The first layer of AI we will be looking at is movement of AI characters. This basic requirement is true of most AIs, and can only be skipped if there is no graphical representation of movement.

The basic idea of this layer is to turn the character into a certain direction and giving it a speed respectively acceleration. The result, over the course of several frames, results in a movement. Often, the animation system (for playing the correct animation) and the physics system (to tell if obstacles have been hit and to handle the acceleration of the character) are involved in this step.

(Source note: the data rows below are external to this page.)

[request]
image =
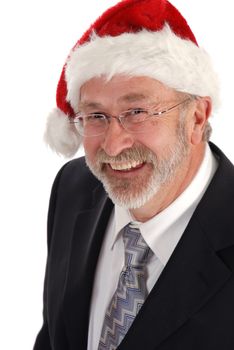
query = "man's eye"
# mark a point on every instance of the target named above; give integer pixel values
(136, 111)
(95, 117)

Two basic variants exist on the movement layer: Kinematic and dynamic approaches. Kinematic approaches update the velocity (direction and speed) of a character immediately. The resulting movement can be blocky, instantly changing the direction the character is facing and it’s trajectory. The more believable system is dynamic, where the output of a steering algorithm is not a velocity, but instead an acceleration. The character will be accelerated into the given direction until a maximal speed is reached.

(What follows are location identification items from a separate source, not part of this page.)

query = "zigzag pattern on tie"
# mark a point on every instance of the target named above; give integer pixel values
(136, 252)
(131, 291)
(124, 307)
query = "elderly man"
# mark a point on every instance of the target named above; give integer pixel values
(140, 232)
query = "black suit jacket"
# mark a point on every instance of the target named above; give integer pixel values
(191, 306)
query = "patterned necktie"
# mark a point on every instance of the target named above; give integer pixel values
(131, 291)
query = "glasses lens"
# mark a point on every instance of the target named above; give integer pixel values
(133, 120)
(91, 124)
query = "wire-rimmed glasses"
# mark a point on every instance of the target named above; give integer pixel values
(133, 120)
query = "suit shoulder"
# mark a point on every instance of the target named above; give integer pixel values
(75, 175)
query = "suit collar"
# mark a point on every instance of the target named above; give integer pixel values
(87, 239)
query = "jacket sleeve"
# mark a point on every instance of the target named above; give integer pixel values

The algorithms described in the following can be applied to different dimensions: 2D games, 2.5D or 3D. Often, even games rendered in 3D can be broken down to 2D, for example a real-time strategy came with maps that have no overhangs can use 2D to handle movement. For games such as FPS games where characters can change the level they are on by climbing or jumping, we can get a away with 2.5D (3D position + 2D orientation). Only if the game inherently requires 3D movement (eg. a flight simulator) we need to use full 3D.

Movement behaviors

Seek and Flee (kinematic)

The first two movement algorithms we look at are Seek and Flee. In the following, A is the character we are controlling, and B the target (a position or another character).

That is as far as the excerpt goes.